3人で一緒にいるとき、どんな話をするんですか?
ジェレミー
ミュージック、フード、映画、街を探検すること、旅行、本を読むこと。ぼくたちはいろんなカルチャーに触れることが好きなんだ。
セーラ
私たち、ほぼずっと一緒にいるんです。もう生活を共にしている感じ(笑)。
ジェレミー
ガスの家はぼくのセカンドハウスなんだ(笑)。
そもそも3人はどうやって出会ったんですか?
ガス
ぼくとジェイミーはむかしからの友達で、もともと一緒にバンドをやっていたんだ。で、ふたりで新しいことをやりたいと思ったのが、ケロケロボ二トをはじめるそもそものきっかけ。普段の生活では知り合えない子と出会いたくて、友達に手伝ってもらってオンラインの掲示板でシンガーを募集したんだ。その友達は日本とドイツのミックスで、カキコミをしたのが「MixB」という日本人ユーザーが多い掲示板だったんだよ。
日本人にこだわりがあったとか?
ガス
いや、特になかったよ(笑)。実は他にもたくさん募集のカキコミをしていて、ユニークな人であれば誰でもよかったんだ。でも、たまたまセーラが「MixB」を経由して応募してきてくれたんだ。
セーラ
たしかその頃、私は大学を卒業する間近だったと思います。なにか新しいことをしたいなぁと思っているときで、ちょうどそのカキコミを見つけたんです。音楽とかやったことなかったから、おもしろそうと思って。
ガスとジェイミーは日本のカルチャーへの関心はあったんですか?
ガス
もちろんさ! もともとビデオゲームが好きで、小さい頃から日本のゲームをプレイしていたよ。
ケロケロボニトの音楽にもゲームミュージックの影響が表れてますよね。
ガス
ソウデスネ! 「マザー2」と「スーパーメトロイド」は大好きな作品だよ。
3人は他にどんな音楽に影響を受けてきたんですか?
セーラ
バンドを結成したときにみんなでずっと聴いていたのはHALCALIです。

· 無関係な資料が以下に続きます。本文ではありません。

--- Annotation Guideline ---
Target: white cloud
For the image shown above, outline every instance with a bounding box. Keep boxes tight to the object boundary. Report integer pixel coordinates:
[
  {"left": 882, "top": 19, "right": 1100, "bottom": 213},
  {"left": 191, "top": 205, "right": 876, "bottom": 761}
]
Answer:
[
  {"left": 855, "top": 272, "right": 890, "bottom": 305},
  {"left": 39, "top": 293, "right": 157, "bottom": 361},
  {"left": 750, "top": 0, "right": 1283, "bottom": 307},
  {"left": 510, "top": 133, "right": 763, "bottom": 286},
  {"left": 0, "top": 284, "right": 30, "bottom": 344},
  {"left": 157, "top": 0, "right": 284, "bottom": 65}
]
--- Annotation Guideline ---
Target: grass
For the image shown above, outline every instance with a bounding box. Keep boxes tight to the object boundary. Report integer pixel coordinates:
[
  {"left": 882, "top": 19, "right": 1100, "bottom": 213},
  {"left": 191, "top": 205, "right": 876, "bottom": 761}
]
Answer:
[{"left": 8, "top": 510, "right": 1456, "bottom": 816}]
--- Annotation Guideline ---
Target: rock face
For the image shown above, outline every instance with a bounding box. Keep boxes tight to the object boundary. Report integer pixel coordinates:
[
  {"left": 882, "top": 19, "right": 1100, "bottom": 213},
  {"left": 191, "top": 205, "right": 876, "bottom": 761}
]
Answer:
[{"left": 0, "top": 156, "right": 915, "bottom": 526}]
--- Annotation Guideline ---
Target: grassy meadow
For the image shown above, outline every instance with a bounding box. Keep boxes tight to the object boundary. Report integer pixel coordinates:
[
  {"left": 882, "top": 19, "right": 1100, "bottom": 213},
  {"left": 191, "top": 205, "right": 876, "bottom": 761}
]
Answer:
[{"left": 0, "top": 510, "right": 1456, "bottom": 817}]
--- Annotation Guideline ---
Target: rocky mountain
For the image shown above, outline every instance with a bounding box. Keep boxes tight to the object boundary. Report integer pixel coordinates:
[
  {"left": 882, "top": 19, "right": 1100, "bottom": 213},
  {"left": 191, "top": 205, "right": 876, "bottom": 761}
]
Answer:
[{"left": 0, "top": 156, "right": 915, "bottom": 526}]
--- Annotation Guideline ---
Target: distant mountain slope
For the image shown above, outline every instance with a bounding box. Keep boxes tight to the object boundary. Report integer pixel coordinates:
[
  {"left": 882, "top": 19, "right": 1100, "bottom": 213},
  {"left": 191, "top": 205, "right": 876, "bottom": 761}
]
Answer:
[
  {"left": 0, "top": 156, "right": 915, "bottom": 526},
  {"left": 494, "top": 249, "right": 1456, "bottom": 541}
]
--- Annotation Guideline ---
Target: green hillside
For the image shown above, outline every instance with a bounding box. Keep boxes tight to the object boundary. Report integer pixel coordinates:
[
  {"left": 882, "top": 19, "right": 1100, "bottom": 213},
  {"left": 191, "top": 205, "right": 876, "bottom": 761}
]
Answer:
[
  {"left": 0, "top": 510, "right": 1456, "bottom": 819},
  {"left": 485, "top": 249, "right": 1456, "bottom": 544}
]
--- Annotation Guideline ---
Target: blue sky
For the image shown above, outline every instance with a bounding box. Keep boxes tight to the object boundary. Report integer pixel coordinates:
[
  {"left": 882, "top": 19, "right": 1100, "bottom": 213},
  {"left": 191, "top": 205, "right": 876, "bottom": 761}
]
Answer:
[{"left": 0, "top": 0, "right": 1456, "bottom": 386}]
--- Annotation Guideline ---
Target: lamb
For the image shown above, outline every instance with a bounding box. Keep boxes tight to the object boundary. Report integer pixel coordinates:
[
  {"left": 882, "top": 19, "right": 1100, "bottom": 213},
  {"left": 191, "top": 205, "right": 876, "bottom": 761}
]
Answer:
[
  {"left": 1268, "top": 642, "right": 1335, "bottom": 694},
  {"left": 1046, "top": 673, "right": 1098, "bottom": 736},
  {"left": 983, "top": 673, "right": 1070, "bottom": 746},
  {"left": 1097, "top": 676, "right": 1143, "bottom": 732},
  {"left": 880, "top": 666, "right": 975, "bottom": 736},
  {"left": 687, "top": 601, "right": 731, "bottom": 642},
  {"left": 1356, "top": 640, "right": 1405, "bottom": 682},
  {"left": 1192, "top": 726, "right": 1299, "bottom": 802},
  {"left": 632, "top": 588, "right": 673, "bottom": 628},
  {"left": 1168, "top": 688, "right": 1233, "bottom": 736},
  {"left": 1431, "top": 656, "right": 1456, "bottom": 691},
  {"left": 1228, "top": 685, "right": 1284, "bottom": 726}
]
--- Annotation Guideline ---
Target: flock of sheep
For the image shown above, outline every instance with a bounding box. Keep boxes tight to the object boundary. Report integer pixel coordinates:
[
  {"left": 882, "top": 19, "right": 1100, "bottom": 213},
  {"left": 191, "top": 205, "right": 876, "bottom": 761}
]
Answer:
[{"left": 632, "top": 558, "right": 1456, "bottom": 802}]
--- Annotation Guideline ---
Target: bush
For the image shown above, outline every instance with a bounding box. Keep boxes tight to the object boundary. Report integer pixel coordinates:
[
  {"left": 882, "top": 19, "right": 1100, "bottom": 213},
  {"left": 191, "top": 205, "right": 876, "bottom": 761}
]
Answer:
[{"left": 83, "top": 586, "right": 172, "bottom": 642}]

「ハルカリベーコン」を聴きながら、みんなで「いいね! いいね!」って言ってた(笑)。やっぱりみんなダンスミュージックが好きなんです。
ジェレミー
あとはグライムやガレージも好きだよ。
ガス
あとはポップミュージックも。ぼくは日本のアーティストだとパフュームをよく聴いているかな。国籍やジャンルを問わなければ、Conlon Nancarrowっていう作曲家の音楽が最近気に入っているよ。
音楽はどうやって掘ってるんですか?
ガス
CDショップへ行っているよ。音楽は自分の足で探すのがいちばんいい。前にインドネシアへ行ったとき、ショッピングモールの地下にあるCDショップへ行ったんだ。そしたら店員がシンセポップの曲をたくさん紹介してくれて、そのやり取りがすごく楽しかった。CDショップにはいい思い出があるんだ。
意外とアナログな方法で音楽を探しているんですね。
ガス
もちろんオンラインサービスも使っている。でも、とにかく情報量が莫大だから、その中で本当にいい音楽を見つけるのは難しい。出会ったときの喜びは格別だけどね。
そういえば今年、Mixmaster Morris(Irresistible force)が東京へ来て代官山UNITでDJをしたときに、ケロケロボニトの「Flamingo」をかけていましたよ。
ガス
おぉ! それはうれしいね! 本当に光栄だよ
彼はロンドンの音楽シーンで重鎮的存在だと思うんですが、親交などはあるんですか?
ガス
まだ会ったことはないんだけど、Irresistible Forceはぼくがリスペクトしているアーティストのひとりなんだ。今度ぼくたちのライブで彼の曲を流そうかな(笑)。
最後にケロケロボニトの目標を教えてください。
ガス
いつか武道館でライブをしたいよ!
セーラ
あと、国境を越えたインターナショナルな音楽をつくり続けたいですね。国籍や言語に縛られずに、みんながいいって思えるものを届けたいと思っています。